Os principais alvos do tribunal da inquisição eram os judeus - acusados da prática do judaísmo, a sua religião. Com medo de serem queimados na fogueira, renunciavam às suas crenças e tornavam-se cristãos. Chamavam-se Cristãos - Novos. Permaneciam sempre sob suspeita.

Qualquer pessoa os podia acusar de continuarem a praticar a sua antiga religião. Houvesse ou não provas, eram presos e torturados para se saber a verdade e poderem morrer como

verdadeiros cristãos, puros e sem pecados. Além dos judeus também se condenavam as práticas de bruxaria - já vês o que aconteceria ao Harry Potter nestes tempos de 1700. É até por isso que há uma frase que diz " a caça às bruxas".

Atravês da tortura, o inquisidor conseguia a confissão do réu e este era, depois julgado.

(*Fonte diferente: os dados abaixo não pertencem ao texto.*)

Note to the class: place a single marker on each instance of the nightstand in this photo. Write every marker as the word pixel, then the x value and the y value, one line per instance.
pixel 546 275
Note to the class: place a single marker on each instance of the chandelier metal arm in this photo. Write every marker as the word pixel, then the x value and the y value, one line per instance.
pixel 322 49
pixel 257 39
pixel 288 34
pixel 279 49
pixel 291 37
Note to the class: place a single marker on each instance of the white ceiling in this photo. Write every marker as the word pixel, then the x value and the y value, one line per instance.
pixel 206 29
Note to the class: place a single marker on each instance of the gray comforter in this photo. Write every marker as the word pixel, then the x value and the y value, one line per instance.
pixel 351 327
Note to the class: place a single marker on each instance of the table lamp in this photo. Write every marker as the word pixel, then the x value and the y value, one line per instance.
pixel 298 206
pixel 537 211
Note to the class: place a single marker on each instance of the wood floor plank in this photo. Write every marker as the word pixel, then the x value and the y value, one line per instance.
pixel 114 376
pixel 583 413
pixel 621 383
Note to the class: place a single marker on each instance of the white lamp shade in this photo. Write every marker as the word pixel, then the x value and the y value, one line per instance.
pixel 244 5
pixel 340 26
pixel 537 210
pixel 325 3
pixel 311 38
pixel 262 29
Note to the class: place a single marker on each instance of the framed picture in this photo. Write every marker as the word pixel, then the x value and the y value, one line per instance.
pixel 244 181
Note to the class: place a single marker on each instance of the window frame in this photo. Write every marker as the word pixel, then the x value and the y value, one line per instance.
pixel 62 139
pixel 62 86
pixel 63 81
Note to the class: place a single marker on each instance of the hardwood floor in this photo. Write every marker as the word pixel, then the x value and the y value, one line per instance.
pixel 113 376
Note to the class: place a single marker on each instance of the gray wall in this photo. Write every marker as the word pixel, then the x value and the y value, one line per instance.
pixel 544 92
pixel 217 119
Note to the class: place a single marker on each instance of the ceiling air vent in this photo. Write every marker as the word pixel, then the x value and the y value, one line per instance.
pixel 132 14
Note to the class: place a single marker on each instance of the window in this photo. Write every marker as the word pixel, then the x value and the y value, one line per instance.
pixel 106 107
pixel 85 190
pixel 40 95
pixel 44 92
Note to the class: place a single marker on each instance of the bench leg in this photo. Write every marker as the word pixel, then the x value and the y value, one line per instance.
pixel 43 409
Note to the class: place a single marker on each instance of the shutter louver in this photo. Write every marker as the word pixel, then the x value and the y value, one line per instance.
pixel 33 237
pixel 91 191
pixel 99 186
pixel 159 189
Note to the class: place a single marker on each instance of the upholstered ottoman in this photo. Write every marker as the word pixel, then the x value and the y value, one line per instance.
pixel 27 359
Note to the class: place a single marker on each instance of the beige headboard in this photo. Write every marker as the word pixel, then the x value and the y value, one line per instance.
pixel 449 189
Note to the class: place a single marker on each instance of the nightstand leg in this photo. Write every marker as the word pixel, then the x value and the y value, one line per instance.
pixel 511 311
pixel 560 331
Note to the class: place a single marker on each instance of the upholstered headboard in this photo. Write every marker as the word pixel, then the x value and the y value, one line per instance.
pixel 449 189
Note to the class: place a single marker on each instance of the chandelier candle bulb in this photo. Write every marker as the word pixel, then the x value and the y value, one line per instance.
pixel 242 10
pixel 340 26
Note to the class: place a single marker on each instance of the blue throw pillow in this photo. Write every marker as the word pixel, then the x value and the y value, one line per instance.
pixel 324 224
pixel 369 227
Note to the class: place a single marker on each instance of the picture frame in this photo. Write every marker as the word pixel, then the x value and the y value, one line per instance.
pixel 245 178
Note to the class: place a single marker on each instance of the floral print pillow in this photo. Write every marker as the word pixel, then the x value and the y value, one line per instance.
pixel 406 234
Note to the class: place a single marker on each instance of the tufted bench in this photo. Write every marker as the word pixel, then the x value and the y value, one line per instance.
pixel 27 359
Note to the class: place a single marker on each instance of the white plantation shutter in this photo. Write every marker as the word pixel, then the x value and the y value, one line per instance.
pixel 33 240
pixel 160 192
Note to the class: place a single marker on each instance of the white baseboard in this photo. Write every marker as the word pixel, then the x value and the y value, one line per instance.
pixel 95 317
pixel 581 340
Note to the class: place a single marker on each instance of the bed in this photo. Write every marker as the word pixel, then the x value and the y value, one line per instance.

Ser condenado era o mais fácil. Daí, marcavam o dia e a hora da execução e apregoava-se pela cidade.

Organizava-se a procissão dos condenados e o Auto-de-Fé, assim chamado porque se pensava que o fogo purificava as almas, levando-as para Deus.

E o povo assistia ao espectáculo. Acreditavam mesmo que aqueles que morriam eram maus por não serem cristãos e que dessa forma se tornavam cristãos.
1 comentário:
Leonardo Frade 6ºL
Esta época foi de muitas mortes porque quem não era cristão era morto com um espetáculo para o povo que todos que eram mortos eram maus e que muitos judeuses eram mortos mesmo a serem considerados cristãos novos.